A Team Approach to Improving the Health of the Community
Angela Shepherd, MD
The Family Medicine Clinic on Stewart Road will provide training for medical assistants in order to provide a higher level of service to patients. Serving as a communication bridge between patients and staff, these “health coaches” will work collaboratively with physicians, nurses and other health care professionals to provide a medical home and care coordination for patients through one-on-one interaction and follow-up support.
Development of a Joint Venture Between UTMB and Galveston College to Train Clinical Research Coordinators
William J. Calhoun, MD
A critical shortage of Clinical Research Coordinators hampers clinical and translational research at UTMB. To increase the availability of well-educated and trained CRCs, this joint venture with Galveston College will support the development of a one-year curriculum and class to prepare candidates to take and pass one of two national certification examinations. Scholarship funds for interested students also will be made available through this program.
Wall of Heroes – Organ Donor Memorial/Recognition
To celebrate those who have given the gift of life at UTMB, an engravable metal tree sculpture will be installed to recognize organ donors. Donors from the past five years will be recognized by name on individual leaves of the metal sculpture; the names and dates of prior donors will be displayed on a digital frame next to the sculpture. It is hoped this memorial will subtly encourage potential donors and honor those who have given of so unselfishly of themselves.

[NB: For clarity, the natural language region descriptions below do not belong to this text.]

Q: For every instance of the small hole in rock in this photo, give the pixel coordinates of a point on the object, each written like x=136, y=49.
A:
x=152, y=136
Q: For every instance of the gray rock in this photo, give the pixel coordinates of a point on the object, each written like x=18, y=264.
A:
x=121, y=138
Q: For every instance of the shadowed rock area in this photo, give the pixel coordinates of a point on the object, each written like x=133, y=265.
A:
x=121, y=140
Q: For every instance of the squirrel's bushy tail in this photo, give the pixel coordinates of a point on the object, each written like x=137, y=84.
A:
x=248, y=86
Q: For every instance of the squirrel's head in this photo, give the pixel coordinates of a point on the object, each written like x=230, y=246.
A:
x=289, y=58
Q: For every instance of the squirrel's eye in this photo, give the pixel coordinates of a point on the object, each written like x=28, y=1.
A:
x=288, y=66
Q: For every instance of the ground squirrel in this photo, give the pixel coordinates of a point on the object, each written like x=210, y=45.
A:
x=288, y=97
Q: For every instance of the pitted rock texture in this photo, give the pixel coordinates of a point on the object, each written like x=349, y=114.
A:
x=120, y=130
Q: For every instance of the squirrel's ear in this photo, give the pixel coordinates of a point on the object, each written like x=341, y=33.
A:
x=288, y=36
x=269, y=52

Community Hands at St. Vincent’s Student Clinic
David Darrow, Fourth-Year Medical Student
Walter J. Meyer, III, MD
In an effort to lower the no-show rate and improve the management and coordination of patients at St. Vincent’s Clinic, this program will create a Community Health Worker position. The CHW will be trained to effectively coordinate and follow patients and, with the help of medical students, facilitate basic health disease management classes. A member of the community will be chosen for this position in order to minimize social and cultural barriers, which will allow root-cause analysis on lack of follow-up to easily take place.
Sight to the Blind
Gibran Khurshid, MD
The most common irreversible cause of blindness, diabetic retinopathy, is a prevalent condition in our community. To optimize ophthalmic care to Galveston County residents, this award will outfit the St. Vincent’s Eye Clinic with the tools and medicine necessary to treat the disease or perform surgery at no cost to economically disadvantaged patients.